Literature and the Arts
When William Butler Yeats first visited Toronto, Kingston and Montreal in the winter of 1903-04, the great poet was speaking as an ambassador for an Irish Literary Revival. Locals at the time, also struggling to carve out a cultural identity separate from the British, didn’t quite know what to make of the man and what he stood for, but in the century and more since, the work of Yeats and other great Irish writers – from Lewis, Beckett, and Joyce, to Anne Enright and Seamus Heaney in more recent times – has been profoundly influential on the development of Canada’s own voice.
Then there’s Dublin-born Emma Donoghue, whose 2010 novel Room was shortlisted for the Man Booker, and subsequently adapted into a terrifying film for which Brie Larson won Best Actress at the Academy Awards. And when you look at Canadian comedy, the Irish blood’s not hard to spot: there’s the great Catherine O’Hara (Mary Margaret’s sister), currently resident of Schitt’s Creek, and the legendary Martin Short, whose father came as a stowaway from Crossmaglen, South Armagh.
Meanwhile, the art of Kent Monkman, a Winnipeger of Cree and Irish descent, is amongst the most important of contemporary Canadian work. Monkman’s unforgettable work, and his alter-ego of Miss Chief Eagle Testickle, reclaims the story of colonisation with a little bit of fun, infusing the language of the overly serious and technical landscape painting of colonial times with irreverence, anger, and unavoidable truths.
And then there’s the greatest Canadian art, ice hockey. Even there, the Irish have a little more influence than you’d think – take Bobby Orr, for instance.

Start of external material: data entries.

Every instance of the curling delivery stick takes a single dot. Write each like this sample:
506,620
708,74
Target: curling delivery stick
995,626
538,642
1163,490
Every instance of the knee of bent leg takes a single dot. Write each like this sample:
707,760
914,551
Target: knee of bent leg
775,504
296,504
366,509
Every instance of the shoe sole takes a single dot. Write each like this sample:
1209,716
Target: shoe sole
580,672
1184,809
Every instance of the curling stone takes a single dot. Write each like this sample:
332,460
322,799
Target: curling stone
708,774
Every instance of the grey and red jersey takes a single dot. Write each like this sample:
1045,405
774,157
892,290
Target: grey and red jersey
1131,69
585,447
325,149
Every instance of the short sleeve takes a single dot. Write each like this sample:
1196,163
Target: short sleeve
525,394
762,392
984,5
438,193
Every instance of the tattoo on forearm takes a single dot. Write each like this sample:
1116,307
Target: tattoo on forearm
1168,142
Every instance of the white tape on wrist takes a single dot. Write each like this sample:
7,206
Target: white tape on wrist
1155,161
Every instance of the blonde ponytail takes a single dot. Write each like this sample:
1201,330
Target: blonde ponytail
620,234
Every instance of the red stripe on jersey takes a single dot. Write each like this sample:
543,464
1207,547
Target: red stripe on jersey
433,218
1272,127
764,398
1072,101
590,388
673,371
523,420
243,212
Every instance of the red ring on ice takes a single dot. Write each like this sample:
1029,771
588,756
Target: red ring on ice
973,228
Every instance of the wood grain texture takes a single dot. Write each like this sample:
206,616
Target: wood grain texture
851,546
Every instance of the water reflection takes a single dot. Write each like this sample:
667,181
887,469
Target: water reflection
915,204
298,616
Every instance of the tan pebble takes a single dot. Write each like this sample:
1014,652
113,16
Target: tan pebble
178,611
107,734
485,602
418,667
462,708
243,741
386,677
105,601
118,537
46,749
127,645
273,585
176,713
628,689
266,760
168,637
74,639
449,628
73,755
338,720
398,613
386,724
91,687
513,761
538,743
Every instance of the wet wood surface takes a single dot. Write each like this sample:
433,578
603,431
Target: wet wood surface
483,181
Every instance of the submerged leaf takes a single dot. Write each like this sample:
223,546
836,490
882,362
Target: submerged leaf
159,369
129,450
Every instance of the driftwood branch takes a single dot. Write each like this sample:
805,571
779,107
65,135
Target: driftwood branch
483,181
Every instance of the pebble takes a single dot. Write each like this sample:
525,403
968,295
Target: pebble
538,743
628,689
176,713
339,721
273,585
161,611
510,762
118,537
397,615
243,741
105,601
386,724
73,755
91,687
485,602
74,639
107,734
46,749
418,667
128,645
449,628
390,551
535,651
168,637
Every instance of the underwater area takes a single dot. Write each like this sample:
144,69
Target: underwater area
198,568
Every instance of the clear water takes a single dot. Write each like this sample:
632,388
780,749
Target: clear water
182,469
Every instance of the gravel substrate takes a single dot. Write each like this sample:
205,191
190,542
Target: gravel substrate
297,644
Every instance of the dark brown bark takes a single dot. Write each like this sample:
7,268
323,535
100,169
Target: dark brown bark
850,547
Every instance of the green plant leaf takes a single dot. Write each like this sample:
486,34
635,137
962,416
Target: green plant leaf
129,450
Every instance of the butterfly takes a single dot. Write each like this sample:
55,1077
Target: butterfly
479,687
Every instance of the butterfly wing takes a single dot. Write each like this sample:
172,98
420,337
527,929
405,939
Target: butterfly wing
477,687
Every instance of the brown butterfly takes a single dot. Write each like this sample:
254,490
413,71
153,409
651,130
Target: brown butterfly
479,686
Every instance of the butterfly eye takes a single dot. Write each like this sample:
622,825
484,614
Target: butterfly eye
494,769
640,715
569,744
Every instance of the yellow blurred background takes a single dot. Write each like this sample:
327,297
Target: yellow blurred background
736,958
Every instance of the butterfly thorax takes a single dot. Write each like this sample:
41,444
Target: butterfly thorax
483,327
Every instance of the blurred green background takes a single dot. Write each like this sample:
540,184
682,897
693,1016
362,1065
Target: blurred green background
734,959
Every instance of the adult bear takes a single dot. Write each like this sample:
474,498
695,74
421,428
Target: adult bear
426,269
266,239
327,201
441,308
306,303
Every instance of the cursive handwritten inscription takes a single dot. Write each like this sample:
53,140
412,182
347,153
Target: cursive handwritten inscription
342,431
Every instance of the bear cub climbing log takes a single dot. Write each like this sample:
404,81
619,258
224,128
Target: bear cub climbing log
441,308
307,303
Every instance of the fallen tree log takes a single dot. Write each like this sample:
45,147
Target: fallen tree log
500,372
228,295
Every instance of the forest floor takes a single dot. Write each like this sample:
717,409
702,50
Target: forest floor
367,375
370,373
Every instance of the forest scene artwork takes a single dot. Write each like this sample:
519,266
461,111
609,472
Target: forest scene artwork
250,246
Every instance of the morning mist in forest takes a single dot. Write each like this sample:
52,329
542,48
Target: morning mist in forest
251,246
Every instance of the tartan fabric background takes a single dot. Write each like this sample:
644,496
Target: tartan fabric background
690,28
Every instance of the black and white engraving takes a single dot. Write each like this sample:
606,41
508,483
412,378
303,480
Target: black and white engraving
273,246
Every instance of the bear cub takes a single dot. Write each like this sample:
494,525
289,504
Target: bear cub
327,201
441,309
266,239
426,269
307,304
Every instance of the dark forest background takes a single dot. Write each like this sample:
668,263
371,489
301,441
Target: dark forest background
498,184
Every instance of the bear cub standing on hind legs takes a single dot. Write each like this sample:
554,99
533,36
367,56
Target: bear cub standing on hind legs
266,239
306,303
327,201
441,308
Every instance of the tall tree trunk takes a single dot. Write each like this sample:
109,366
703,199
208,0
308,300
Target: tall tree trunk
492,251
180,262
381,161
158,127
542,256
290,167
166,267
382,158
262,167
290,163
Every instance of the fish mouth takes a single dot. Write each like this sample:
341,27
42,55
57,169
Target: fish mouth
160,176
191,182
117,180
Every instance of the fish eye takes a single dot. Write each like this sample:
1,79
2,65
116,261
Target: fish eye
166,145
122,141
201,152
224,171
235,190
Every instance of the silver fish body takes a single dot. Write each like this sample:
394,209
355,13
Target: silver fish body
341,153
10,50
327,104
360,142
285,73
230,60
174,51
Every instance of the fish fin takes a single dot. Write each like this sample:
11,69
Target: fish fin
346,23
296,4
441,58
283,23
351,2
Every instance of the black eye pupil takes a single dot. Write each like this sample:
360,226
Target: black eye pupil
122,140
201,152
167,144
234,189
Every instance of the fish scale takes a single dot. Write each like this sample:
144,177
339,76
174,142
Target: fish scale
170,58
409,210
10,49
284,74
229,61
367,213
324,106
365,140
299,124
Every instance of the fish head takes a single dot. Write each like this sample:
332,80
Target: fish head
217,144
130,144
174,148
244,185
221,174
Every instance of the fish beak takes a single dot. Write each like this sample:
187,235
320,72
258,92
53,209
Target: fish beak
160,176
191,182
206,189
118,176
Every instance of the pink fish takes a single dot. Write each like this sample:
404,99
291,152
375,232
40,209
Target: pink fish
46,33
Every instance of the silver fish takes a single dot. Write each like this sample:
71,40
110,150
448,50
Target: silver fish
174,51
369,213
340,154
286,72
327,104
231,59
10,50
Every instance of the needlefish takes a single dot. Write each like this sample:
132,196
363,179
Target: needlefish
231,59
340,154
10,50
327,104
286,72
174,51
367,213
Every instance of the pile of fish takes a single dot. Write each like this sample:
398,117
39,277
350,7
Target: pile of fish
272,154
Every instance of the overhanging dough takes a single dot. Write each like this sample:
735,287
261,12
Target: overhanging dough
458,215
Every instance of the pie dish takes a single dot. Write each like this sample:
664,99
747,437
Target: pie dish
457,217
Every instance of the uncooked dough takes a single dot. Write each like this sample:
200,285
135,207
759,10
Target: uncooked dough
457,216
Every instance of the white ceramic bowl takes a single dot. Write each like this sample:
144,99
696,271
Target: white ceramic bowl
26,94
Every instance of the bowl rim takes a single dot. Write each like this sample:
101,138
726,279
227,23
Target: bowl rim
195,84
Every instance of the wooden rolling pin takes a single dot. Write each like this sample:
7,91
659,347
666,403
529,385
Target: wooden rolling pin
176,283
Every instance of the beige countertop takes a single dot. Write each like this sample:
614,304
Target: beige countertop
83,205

There aren’t many greater, but did you know his grandfather was a soccer pro from Ballymena?
Tracing it Back
No Yeats devotee can visit Ireland without a visit to the site of his great poem, The Lake Isle of Innisfree, to hear the lake water lapping with low sounds by the shore. The Yeats Building in the nearby town of Sligo contains a reference library of over 3,000 works and, every summer, spaces are available to join scholars gathering for an open Summer School devoted to the great poet’s work.
The links between Canada and Ireland, over the centuries and over the ocean, are as strong as they’ve ever been. These are only a few of thousands, if not millions, of individual stories of how it all traces back to where it started. The rest are out there waiting to be discovered.